Objective: Barrett’s esophagus is associated with significantly increased risk of development of esophageal adenocarcinoma. Replacing columnar epithelium with the normal squamous lining in this condition offers the possibility of decreasing the risk of degeneration to invasive adenocarcinoma. This study aimed to establish the feasibility of argon beam plasma coagulation (ABPC), in conjunction with control of gastroesophageal reflux, to restore the squamous lining. Methods: Thirty patients with Barrett’s esophagus (four low-grade dysplasia, three high-grade) were recruited from our surveillance program, and underwent endoscopic ABPC. Results: Twenty-seven patients completed treatment, with macroscopic replacement of their columnar lining by squamous epithelium, histologically confirmed in all 27, and followed up for a median of 9 months (range, 6–18 months).
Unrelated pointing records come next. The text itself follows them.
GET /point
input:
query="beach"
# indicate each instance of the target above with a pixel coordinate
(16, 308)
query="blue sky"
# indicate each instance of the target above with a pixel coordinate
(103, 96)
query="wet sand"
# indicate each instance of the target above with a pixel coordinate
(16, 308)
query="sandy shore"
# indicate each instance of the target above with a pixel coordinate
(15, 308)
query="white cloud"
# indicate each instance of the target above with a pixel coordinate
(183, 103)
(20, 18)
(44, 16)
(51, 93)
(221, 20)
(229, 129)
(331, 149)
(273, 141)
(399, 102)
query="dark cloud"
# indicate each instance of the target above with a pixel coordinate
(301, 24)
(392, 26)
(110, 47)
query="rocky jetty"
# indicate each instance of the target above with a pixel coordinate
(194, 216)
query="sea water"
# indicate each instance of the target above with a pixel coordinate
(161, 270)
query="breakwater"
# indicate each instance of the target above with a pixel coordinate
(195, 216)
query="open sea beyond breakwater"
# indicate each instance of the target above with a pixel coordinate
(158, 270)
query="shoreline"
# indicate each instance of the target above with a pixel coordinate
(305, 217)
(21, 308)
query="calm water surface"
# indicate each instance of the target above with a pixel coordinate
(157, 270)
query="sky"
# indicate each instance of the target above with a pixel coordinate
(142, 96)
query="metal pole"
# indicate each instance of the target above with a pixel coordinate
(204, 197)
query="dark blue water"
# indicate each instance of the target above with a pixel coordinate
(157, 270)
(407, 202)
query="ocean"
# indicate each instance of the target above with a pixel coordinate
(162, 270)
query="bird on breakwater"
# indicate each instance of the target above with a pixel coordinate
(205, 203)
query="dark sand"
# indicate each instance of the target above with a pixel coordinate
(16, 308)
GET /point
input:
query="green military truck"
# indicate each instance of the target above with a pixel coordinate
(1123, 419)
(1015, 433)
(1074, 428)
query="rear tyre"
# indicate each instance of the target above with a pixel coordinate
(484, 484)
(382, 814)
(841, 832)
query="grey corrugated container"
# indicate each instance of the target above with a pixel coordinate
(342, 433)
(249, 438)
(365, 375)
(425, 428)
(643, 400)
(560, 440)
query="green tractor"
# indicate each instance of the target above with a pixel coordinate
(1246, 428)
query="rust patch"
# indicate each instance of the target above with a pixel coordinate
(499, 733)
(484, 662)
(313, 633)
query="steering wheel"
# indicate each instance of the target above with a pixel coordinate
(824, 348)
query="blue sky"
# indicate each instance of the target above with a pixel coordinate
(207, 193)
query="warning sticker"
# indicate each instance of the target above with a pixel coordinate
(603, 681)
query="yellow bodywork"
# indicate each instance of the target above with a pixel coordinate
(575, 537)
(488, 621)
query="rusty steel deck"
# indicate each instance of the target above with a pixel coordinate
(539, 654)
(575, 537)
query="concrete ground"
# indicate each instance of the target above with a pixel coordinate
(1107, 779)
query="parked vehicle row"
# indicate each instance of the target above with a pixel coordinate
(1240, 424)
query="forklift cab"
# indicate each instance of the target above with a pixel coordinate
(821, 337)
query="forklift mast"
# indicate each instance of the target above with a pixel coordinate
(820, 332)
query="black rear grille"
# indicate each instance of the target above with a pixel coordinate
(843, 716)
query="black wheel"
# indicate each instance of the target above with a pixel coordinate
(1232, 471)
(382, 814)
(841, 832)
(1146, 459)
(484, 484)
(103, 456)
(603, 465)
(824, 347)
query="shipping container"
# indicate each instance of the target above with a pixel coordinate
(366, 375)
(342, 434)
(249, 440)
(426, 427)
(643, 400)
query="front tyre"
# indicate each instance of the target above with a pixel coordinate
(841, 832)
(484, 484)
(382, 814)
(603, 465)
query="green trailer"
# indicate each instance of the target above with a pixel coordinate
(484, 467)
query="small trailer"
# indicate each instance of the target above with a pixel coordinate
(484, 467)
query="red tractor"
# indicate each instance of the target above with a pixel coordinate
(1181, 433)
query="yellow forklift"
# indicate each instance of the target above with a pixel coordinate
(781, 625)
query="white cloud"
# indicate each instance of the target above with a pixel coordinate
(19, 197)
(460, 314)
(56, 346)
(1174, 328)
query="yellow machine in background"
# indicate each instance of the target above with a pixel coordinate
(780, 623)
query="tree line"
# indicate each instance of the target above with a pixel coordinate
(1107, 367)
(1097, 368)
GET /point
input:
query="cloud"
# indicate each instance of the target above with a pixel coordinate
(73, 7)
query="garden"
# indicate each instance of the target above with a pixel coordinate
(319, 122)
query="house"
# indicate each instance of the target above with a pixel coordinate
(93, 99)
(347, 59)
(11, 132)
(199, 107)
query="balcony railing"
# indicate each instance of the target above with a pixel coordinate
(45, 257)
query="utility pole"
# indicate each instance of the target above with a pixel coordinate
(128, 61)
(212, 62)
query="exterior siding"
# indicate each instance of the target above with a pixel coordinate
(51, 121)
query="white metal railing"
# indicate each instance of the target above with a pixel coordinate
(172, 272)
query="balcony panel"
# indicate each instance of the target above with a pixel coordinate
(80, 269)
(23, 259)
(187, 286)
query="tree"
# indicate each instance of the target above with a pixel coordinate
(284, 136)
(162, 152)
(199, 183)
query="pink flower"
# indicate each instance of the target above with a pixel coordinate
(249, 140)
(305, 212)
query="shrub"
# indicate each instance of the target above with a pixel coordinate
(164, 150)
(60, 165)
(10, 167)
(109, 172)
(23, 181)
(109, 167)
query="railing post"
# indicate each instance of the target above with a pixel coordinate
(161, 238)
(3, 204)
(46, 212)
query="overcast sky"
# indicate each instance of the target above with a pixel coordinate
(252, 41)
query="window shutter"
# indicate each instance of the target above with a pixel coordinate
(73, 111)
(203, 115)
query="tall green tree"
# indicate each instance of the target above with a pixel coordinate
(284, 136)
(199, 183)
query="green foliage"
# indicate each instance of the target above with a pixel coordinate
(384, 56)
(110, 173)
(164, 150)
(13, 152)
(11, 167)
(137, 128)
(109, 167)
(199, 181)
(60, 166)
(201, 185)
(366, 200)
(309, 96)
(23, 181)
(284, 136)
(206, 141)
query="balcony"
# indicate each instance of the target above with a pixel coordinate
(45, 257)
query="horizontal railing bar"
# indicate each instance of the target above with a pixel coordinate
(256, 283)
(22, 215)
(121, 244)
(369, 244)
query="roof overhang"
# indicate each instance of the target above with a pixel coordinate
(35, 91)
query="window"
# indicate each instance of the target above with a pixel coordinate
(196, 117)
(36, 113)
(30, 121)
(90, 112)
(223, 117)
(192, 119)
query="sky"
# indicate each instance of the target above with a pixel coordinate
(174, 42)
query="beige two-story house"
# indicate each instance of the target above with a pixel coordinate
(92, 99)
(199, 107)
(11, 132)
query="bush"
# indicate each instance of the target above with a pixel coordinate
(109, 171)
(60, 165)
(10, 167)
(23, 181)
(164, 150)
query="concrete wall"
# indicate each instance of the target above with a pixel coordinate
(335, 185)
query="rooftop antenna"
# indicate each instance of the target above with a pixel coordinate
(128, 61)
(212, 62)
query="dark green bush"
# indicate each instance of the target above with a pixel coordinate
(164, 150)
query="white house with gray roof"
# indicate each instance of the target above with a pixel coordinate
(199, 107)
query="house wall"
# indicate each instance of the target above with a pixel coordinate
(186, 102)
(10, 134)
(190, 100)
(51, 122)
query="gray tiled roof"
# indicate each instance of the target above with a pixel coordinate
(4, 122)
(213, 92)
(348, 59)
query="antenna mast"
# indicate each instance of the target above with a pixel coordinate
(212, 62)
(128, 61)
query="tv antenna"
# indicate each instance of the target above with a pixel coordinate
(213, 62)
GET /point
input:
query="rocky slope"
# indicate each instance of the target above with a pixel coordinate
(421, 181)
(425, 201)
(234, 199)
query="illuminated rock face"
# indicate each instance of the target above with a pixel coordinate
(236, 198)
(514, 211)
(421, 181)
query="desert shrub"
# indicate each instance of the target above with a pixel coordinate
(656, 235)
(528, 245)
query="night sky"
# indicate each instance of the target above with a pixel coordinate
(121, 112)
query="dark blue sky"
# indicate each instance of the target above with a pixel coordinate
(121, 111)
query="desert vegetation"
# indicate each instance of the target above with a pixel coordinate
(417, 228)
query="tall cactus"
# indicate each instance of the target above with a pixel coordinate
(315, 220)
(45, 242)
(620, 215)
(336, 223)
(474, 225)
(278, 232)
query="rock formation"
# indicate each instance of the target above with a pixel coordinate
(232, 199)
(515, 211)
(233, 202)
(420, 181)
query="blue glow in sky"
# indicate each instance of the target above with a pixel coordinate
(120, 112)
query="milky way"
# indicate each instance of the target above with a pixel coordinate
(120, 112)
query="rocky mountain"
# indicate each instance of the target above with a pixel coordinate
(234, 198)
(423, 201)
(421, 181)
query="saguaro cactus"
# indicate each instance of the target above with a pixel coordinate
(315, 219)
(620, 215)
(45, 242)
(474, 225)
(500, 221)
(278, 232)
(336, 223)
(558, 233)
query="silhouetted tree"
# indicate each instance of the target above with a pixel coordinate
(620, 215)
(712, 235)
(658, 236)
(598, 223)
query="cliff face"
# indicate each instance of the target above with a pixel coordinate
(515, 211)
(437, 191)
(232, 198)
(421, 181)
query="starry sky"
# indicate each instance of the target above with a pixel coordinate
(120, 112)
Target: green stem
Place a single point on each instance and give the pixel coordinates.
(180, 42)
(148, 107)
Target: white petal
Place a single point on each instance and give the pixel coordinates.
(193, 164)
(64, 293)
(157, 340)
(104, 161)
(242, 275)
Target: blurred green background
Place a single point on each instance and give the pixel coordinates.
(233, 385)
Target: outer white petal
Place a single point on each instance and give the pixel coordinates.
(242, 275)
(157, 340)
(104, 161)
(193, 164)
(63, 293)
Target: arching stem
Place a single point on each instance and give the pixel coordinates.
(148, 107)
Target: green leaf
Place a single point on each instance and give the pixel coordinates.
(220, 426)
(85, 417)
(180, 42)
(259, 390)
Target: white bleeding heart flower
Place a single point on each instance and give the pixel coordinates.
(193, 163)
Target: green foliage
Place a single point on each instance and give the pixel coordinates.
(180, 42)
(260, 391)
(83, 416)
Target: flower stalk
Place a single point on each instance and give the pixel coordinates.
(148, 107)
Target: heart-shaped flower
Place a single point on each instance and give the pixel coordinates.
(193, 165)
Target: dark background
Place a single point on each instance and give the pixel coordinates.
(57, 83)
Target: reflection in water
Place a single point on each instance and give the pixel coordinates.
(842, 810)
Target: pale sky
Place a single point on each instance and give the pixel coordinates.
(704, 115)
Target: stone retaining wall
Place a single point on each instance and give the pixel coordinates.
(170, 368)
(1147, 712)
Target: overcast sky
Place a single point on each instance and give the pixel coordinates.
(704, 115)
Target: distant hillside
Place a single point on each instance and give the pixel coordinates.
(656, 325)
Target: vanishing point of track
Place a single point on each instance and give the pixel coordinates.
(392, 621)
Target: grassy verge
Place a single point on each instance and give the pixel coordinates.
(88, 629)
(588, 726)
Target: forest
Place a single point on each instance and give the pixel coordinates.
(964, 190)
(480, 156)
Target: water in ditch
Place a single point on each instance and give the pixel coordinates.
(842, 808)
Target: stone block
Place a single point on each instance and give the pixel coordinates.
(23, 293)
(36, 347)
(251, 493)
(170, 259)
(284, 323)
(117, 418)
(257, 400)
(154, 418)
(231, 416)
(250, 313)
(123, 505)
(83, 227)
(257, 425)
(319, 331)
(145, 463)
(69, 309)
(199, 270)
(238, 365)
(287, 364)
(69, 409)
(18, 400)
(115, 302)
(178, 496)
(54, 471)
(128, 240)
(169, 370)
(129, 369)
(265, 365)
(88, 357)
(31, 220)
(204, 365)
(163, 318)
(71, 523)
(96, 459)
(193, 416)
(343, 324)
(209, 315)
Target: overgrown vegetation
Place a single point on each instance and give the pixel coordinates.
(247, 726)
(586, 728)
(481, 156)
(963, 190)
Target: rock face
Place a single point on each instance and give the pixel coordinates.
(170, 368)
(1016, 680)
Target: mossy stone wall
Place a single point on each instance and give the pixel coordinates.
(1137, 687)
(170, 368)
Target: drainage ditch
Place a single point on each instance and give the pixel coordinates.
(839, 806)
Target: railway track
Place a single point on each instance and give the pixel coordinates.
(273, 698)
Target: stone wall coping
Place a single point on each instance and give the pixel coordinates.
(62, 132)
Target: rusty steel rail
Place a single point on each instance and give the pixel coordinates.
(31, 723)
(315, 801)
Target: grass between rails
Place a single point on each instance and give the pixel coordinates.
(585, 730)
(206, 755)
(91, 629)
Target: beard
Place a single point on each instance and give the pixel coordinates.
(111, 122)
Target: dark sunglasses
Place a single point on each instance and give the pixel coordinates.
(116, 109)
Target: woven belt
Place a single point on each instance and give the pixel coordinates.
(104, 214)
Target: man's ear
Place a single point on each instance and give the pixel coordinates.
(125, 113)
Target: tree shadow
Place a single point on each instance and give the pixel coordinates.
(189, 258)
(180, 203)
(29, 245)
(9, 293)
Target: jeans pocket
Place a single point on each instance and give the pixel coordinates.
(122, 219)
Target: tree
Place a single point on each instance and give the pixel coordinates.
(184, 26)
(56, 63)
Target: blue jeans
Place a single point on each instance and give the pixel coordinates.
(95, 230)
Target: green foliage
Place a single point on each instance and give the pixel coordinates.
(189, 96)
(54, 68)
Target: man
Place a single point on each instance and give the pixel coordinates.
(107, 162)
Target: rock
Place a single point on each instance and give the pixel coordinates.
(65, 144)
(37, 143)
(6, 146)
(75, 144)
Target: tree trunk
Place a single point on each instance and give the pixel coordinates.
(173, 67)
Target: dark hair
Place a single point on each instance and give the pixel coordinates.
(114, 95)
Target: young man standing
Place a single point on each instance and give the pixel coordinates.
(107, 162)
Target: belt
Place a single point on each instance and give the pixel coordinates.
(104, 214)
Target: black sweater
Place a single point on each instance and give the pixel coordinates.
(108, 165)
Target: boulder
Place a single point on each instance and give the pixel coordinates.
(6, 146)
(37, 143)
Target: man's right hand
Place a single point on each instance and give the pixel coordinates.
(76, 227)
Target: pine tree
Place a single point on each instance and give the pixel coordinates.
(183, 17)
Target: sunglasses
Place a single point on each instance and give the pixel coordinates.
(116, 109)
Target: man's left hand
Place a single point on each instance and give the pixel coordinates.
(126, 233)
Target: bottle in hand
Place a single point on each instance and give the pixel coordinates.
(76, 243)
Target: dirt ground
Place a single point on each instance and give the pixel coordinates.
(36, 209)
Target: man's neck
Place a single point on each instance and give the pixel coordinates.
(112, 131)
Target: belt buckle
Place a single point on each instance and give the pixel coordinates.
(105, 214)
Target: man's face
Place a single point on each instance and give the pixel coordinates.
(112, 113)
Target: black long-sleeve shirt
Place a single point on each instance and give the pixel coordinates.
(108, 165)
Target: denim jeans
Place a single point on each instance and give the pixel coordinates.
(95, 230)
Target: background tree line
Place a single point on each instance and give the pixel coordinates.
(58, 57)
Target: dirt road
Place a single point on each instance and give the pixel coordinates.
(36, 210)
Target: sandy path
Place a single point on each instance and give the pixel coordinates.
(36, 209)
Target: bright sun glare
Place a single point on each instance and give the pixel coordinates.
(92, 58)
Two patterns of squamous replacement were identified: 70% of patients showed squamous epithelium with no persistent intestinal metaplasia, and in 30% the new squamous epithelium covered areas of underlying intestinal metaplasia. One patient has withdrawn from the study. Two esophageal perforations, with one death, occurred early in the study. Conclusion: ABPC, in conjunction with control of gastroesophageal reflux, allows squamous regrowth in both benign and dysplastic Barrett’s esophagus. Despite the theoretical safety advantages of ABPC over techniques such as laser, esophageal perforation may occur with this technique. It is too soon to recommend ABPC for dysplastic or nondysplastic Barrett’s because follow-up is too short to show a decreased incidence of and mortality from adenocarcinoma.